When she had been everywhere on the ground floor, she climbed the stairs again to look in the master suite. She opened the walk-in closet and the lights went on auto-matically. The poles where clothes were hung had been disarranged, with some clothes taken and the other hangers pushed to the sides. She studied the clothes that remained to see whether he had been searching through the cold-weather clothes, taken hiking boots or beach sandals, taken expensive suits and shoes or left them. To her it appeared that he had left out the extremes. Judging from the locations of the empty hangers, he had apparently taken something from the jeans section, several shirts, a couple of sport coats, and a windbreaker or light jacket. The shoes were in rows of small cubbyholes. There seemed to be a pair of sneakers or running shoes gone, and a pair of dress shoes, probably brown, since that was the color of the others in that row.
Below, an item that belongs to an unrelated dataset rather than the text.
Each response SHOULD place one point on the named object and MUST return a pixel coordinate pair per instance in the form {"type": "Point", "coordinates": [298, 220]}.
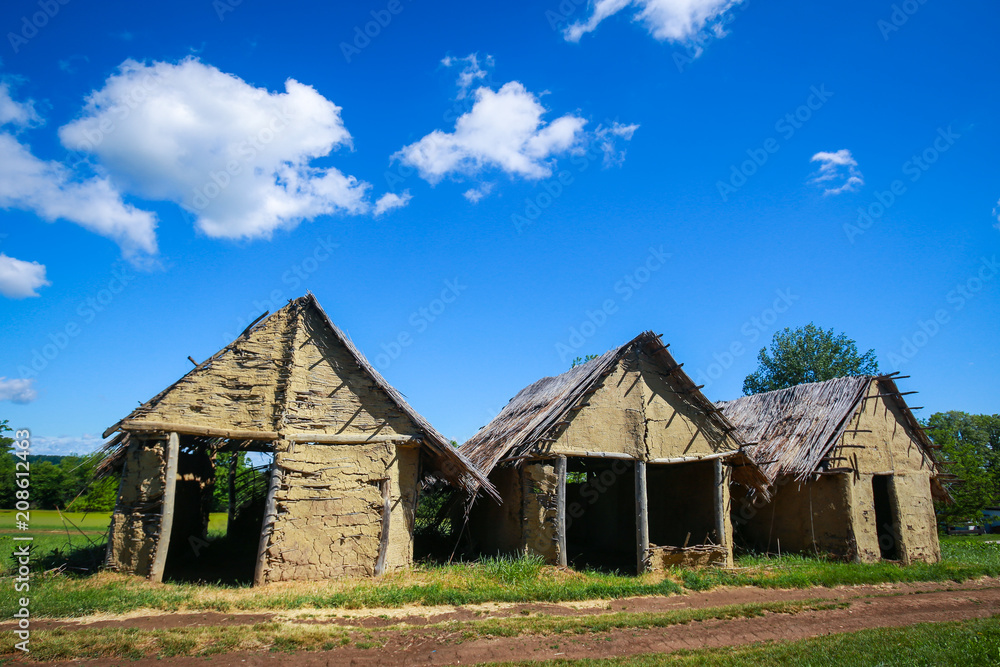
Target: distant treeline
{"type": "Point", "coordinates": [63, 482]}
She pushed some hangers aside. There was a compartment built into the back wall. It wasn't a safe, just a doorless cabinet that must have been hidden by a set of shelves on rollers that he had pushed aside. She looked inside to see if she could determine what he had chosen to take. There was an empty envelope with the return address of the West Valley Bank printed on it, the kind a teller would offer if you withdrew too much cash to carry in a pocket. There was a second envelope, this one with the return address of the county clerk in Dayton, Ohio. The name of the addressee had apparently been typed on a sticker, and it had been torn off. The receipt inside said that it was for a duplicate of a birth certificate, but not the name of the baby. There was another envelope that was from Sioux Falls, South Dakota, and said, "Do Not Forward." It had to be a credit card he'd ordered in a false name.

He was running, and that put him in a world she knew better than he did.

She took her rope from the balcony, closed the doors, went down the stairs, and stepped across the never-occupied living room and out the front door. When she reached her car, she started it and drove to the first freeway entrance and turned north. At this hour, it would only take a few minutes to reach the 101 freeway, and then the junction with the 134. In an hour she'd be nearly to the edge of the desert at Victorville, and she would be in Las Vegas by morning.

19.

 

Daniel Martel seemed to Jane to be someone who went to some trouble to be unreadable. His house in Los Angeles wasn't a home; it was an investment. It had expensive paintings but no books, no old clothes, no magazines, no computer, and no personal effects. It was a place for him to stay while he was in Los Angeles without having to be visible or sign a hotel register. It was also a place to store some of his wealth. And real estate was the easiest commodity to manipulate-to give equal credibility to either a big profit or a big loss, whichever he wanted. Martel had apparently never before been close enough to danger to need to run. But Martel was cagey, cunning.